In 2023, Pelly spoke with a jazz musician who had been producing music for one of Spotify's "PFC producers"; he stated that he was unaware of the broader practice taking place, stating that he was simply making "anonymous tracks for a production company that would distribute them on Spotify." He then described the process as 1) listening to old PFC playlists for reference, 2) writing charts for possible new PFC tracks to record, and 3) gathering several musicians for a record session to produce several tracks that would then be sent off to the PFC producer.

Pelly's report on PFC, titled "The Ghosts in the Machine" and published in Harper's Magazine, became an overnight sensation, spurring online discourse and receiving coverage from countless publications including Consequence of Sound, The Fader, NME, The A.V. Club, Futurism, and others. The article was an excerpt from her book Mood Machine: The Rise of Spotify and the Costs of the Perfect Playlist, which was released on January 7, 2025, by Astra House.

== Artificial intelligence ==
Pelly ended her Harper's Magazine article with a brief caution about artificial intelligence content. One former Spotify employee told her that AI could be used to augment the production of PFC even further.

Unrelated to PFC, several other publications have already reported the phenomenon of AI music on Spotify. In August 2024, Ed Newton-Rex, the former vice president of audio at Stability AI, stated that "There are multiple reports of [AI-generated music] being recommended to people". The same month, Futurism investigated the proliferation of AI-generated cover songs in various genres like country music. In September, a 52-year-old man named Michael Smith was charged with "wire fraud conspiracy, wire fraud, and money laundering conspiracy" after establishing a scheme to generate countless AI-generated tracks to list on Spotify and have them be listened to by bot accounts to quickly create royalty revenue. In November, The Verge criticized the emergence of AI slop on the music platform—ranging from AI-generated cover songs to AI-generated albums appearing on the pages of real recording artists—and traced many AI-generated tracks to a company called Ameritz Music.
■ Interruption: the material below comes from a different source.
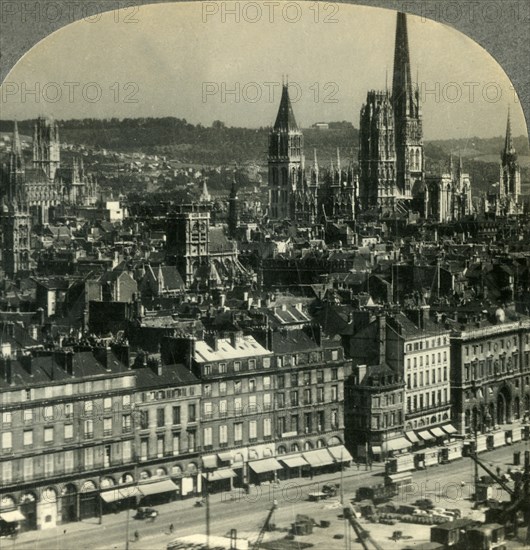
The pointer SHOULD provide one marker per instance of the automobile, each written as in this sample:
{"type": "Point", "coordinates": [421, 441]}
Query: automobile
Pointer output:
{"type": "Point", "coordinates": [146, 513]}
TechRadar, in covering Pelly's report, stated that Spotify's embrace of AI in light of the PFC revelation "starts to look a lot less fun: is the goal of AI really to improve your listening experience, or is it to stream the musical equivalent of crappy AI images?"

In 2023, Ek stated that AI-generated content could be a lucrative opportunity for the music business, and PFC producers like Epidemic Sound have stated their interest in taking advantage of AI generation to bolster its catalog of stock music. When asked about the prevalence of AI music on their service, Spotify stated that the company "does not have a policy against artists creating content using autotune or AI tools, as long as the content does not violate our other policies, including our deceptive content policy, which prohibits impersonation"; earlier, Spotify has allegedly taken action against AI artists, such as Sofia Pitcher.